Barrett Urges Shareholders to Reject Shell's Bid
Denver-based Barrett Resources Corp. said Friday it will recommend that its shareholders reject Royal Dutch/Shell Group's takeover bid, calling the $55 per share cash tender offer "inadequate and not in the (company's) best interests." Shell, eager to enter the gas-rich Rocky Mountains, launched its hostile bid earlier this month, after being rejected in informal discussions with Barrett executives (see NGI, March 12).
Barrett CEO Peter A. Dea said that the "board's position remains clear and unanimous --- we are taking all necessary steps to maximize shareholder value. The Shell offer is an inadequate attempt to buy Barrett at a price advantageous to Shell and not Barrett's shareholders."
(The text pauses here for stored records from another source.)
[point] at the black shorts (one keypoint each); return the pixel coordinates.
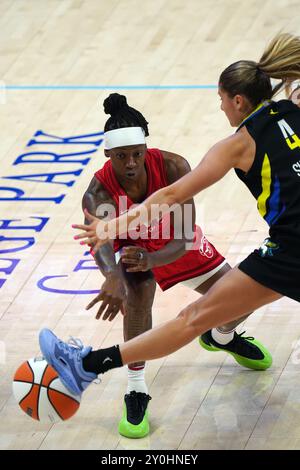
(276, 264)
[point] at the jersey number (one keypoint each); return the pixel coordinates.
(291, 138)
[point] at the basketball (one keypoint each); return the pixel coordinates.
(40, 393)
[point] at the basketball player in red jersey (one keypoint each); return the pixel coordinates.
(135, 262)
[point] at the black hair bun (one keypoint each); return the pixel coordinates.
(114, 103)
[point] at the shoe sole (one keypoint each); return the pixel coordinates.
(65, 378)
(253, 364)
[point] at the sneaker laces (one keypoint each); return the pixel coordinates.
(251, 338)
(76, 343)
(136, 404)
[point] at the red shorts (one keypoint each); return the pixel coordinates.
(197, 264)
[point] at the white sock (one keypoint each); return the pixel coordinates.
(136, 380)
(221, 337)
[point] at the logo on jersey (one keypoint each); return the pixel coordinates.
(290, 136)
(205, 248)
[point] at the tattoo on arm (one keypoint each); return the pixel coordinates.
(98, 202)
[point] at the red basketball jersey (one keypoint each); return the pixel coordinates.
(202, 258)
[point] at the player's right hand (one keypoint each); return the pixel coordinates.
(111, 296)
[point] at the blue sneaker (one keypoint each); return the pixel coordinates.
(66, 359)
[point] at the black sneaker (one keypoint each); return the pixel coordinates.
(247, 351)
(134, 423)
When the Barrett board rejected Shell's offer on March 8, it authorized managed then to pursue "strategic alternatives," including seeking bids from other qualified parties to buy the company. That process is under way, said Barrett, but it did not disclose whether other offers have come to the table. However, a statement by Barrett Friday said that directors believe "there is a reasonable likelihood that the process will yield a superior transaction."
Shell Oil. Co., a wholly owned member of Royal Dutch/Shell Group that is based in Houston, said it was disappointed with Barrett's recommendation. In a written statement, Shell said "in its press release, Barrett offered essentially no new factual information about its business that had not already been fully factored into Barrett's share price prior to Shell's 24% premium proposal. Shell will review its future options in light of Barrett's decision and anticipated filing with the Securities and Exchange Commission. Shell continues to believe that its $55 per share offer represents full and fair value for the company."